My mom had an appointment with the doctor last week and had "dangerously high" blood pressure reading 191/113. So, the doctor prescribed blood pressure medication and asked her to change her lifestyle. My mom continually told us that she had such severe anxiety going to the doctor and that's what caused her blood pressure to shoot through the roof. Then, I came across this article and it now makes complete sense, most especially since she had a reading the month before of totally normal blood pressure by my cousin who is a nurse;
"The patient sits quietly as the doctor wraps her upper arm with a blood pressure cuff, inflates it, then slowly lets off the pressure while listening through his stethoscope for the sound of blood as it rushes back into the artery.

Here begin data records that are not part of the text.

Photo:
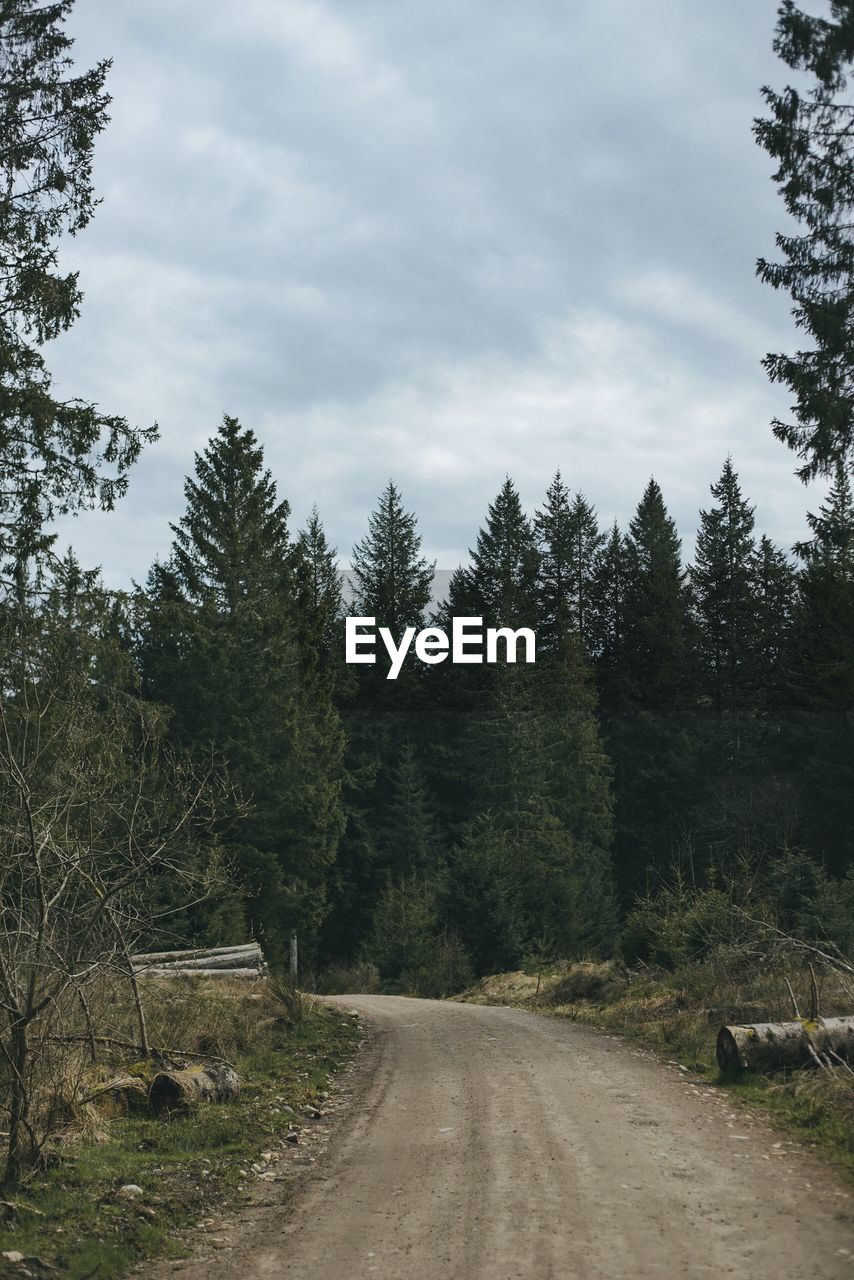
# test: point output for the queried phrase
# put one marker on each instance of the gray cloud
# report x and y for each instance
(441, 242)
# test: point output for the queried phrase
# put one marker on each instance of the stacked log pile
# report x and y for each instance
(243, 961)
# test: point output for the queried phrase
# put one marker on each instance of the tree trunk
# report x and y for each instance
(772, 1046)
(21, 1151)
(241, 960)
(192, 954)
(202, 973)
(176, 1091)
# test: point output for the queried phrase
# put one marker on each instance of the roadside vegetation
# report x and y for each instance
(694, 961)
(115, 1184)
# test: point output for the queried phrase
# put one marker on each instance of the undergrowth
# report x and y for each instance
(72, 1212)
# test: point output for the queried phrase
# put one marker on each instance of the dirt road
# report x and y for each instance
(493, 1144)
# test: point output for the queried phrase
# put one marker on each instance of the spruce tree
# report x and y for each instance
(775, 593)
(505, 563)
(647, 725)
(823, 680)
(808, 133)
(223, 626)
(55, 455)
(392, 580)
(570, 544)
(724, 589)
(552, 526)
(610, 586)
(407, 830)
(319, 602)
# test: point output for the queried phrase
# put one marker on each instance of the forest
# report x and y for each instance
(683, 725)
(192, 760)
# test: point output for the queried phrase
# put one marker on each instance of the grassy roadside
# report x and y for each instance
(679, 1015)
(73, 1214)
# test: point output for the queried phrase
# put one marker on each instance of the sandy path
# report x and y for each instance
(494, 1144)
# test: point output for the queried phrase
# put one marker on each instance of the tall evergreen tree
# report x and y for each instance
(319, 602)
(223, 626)
(55, 455)
(775, 592)
(407, 830)
(505, 563)
(570, 544)
(823, 680)
(610, 588)
(809, 136)
(724, 588)
(392, 579)
(647, 725)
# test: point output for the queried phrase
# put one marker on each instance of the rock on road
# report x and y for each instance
(497, 1144)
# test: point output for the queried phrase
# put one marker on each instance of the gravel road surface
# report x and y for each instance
(484, 1143)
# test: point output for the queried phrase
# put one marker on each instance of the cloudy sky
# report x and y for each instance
(435, 241)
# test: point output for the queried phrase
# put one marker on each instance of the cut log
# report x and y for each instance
(177, 1091)
(772, 1046)
(120, 1097)
(168, 972)
(243, 960)
(192, 954)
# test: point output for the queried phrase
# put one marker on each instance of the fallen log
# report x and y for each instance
(191, 954)
(243, 960)
(177, 1091)
(123, 1096)
(772, 1046)
(167, 972)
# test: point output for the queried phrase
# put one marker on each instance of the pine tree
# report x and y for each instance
(392, 580)
(610, 586)
(505, 563)
(809, 136)
(823, 680)
(775, 592)
(407, 830)
(55, 456)
(647, 727)
(724, 588)
(570, 544)
(223, 629)
(552, 526)
(319, 602)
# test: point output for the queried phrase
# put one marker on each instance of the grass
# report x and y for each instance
(679, 1015)
(73, 1215)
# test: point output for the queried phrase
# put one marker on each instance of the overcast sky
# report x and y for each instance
(437, 241)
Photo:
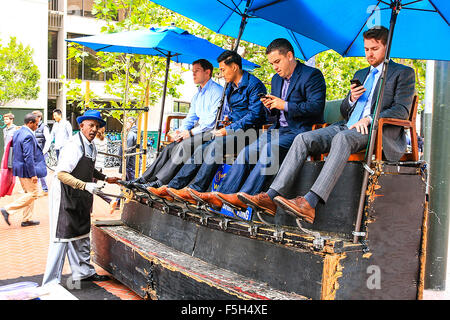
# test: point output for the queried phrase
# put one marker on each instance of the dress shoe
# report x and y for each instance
(231, 199)
(5, 215)
(182, 195)
(160, 192)
(297, 207)
(207, 197)
(29, 223)
(261, 200)
(113, 206)
(96, 277)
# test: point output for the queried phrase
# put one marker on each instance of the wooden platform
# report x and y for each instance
(178, 254)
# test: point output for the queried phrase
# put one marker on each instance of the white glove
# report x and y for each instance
(91, 187)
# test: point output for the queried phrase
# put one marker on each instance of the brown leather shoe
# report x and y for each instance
(181, 195)
(231, 199)
(261, 200)
(207, 197)
(298, 207)
(160, 192)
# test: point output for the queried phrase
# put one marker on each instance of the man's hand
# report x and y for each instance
(112, 180)
(181, 135)
(272, 102)
(362, 126)
(91, 187)
(220, 133)
(356, 92)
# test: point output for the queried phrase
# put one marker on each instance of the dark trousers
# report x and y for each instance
(173, 157)
(337, 140)
(207, 158)
(270, 149)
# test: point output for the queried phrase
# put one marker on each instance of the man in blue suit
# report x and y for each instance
(296, 102)
(28, 165)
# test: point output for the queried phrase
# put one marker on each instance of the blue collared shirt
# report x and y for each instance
(203, 108)
(243, 106)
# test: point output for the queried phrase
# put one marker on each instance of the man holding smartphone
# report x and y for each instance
(296, 102)
(345, 137)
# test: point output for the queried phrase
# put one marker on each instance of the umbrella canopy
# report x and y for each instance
(422, 29)
(177, 43)
(225, 16)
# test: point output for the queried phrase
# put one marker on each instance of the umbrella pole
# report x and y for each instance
(356, 234)
(163, 101)
(124, 138)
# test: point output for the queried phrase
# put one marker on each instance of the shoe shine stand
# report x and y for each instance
(167, 251)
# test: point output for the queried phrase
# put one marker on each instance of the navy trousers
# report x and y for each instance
(250, 176)
(207, 159)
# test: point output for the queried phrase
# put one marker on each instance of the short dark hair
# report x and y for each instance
(228, 57)
(379, 33)
(280, 44)
(30, 117)
(205, 64)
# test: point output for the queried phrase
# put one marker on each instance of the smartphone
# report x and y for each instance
(262, 95)
(356, 81)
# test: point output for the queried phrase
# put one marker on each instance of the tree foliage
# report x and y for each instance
(19, 76)
(149, 70)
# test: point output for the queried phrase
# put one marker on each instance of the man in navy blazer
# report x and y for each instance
(296, 102)
(28, 165)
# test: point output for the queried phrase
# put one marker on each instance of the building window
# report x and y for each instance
(81, 8)
(84, 70)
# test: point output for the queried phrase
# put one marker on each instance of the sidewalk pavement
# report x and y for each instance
(23, 250)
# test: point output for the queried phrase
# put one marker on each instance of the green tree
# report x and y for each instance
(19, 76)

Given the patient's age and lifestyle, the doctor is surprised at the reading -- 165/90 -- far higher than he would have expected.
It turns out the woman suffers from what's known as white-coat syndrome, an anxiety-induced phenomenon that underlies an estimated 20 to 25 per cent of patients with high blood pressure readings. For these folks, being in a doctor's office or other clinical setting triggers a fear response that causes an acute upswing in blood pressure, even though it can be at normal levels in everyday life.
"It doesn't mean that a patient or a person is anxious all the time," says Dr. Martin Myers, a cardiologist at Sunnybrook Health Sciences Centre in Toronto."